15. The method of claim 13, further comprising:

obtaining an enclave provision request from a first client device; and

responsive at least in part to the enclave provision request, provisioning, by the hardware compute unit, an execution environment for a first ML model of the plurality of ML models responsive at least in part to an enclave provision request obtained from a first client device, wherein the execution environment comprises a first hardware processing element operating in a first secure enclave of the generated individual secure enclaves.

16. The method of claim 15, further comprising:

generating, by the hardware compute unit, an attestation token comprising content representative of a measurement of software being executed within the provisioned execution environment;

cryptographically signing, by the hardware compute unit, the attestation token with a private key; and

providing, by the IaaS system, the attestation token to an attestation service computing platform to prompt the attestation service computing platform to determine whether the provisioned execution environment is operating in the first secure enclave.

17. The method of claim 16, wherein the IaaS system is to provide the cryptographically signed attestation token to the first client device to, at least in part, prompt the first client device to provide a verification request to the attestation service computing platform.

18. The method of claim 17, wherein, responsive at least in part to the public key and further responsive at least in part to the verification request, the attestation service computing platform is to generate verification result message to the first client device.

19. An article, comprising: a non-transitory computer-readable medium having stored thereon one or more instructions executable by one or more computing devices of an IaaS system to:

concurrently execute a plurality of machine-learning (ML) models by a hardware compute unit of the IaaS system; and

schedule, by a scheduler circuit of the IaaS system, execution of a plurality of compute nodes of the plurality of ML models at one or more of a plurality of hardware processing elements of the hardware compute unit based at least in part on one or more parameters excluding any identities and/or sources of the plurality of ML models.

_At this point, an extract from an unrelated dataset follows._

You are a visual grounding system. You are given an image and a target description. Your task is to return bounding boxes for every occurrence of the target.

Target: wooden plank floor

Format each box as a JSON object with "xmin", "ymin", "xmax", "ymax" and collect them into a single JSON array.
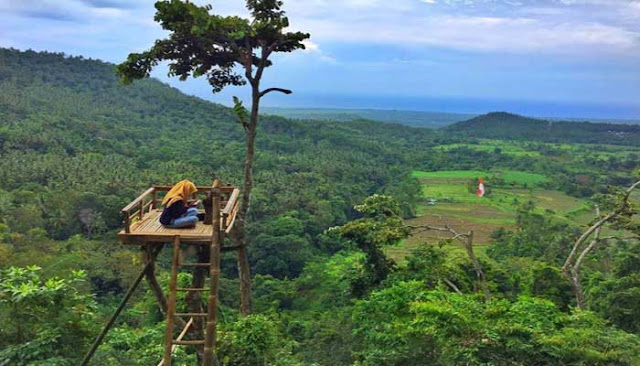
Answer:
[{"xmin": 118, "ymin": 209, "xmax": 218, "ymax": 245}]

20. The article of claim 19, wherein the one or more computing devices of the IaaS system are further to:

generate individual secure enclaves for respective individual hardware processing elements of the plurality of hardware processing elements;

wherein the individual hardware processing elements of the plurality of hardware processing elements operate within their respective individual secure enclaves; and

wherein, to schedule execution of the plurality of compute nodes, the one or more computing devices of the IaaS system are further to schedule execution of the plurality of compute nodes with a granularity corresponding to individual compute nodes of the plurality of compute nodes.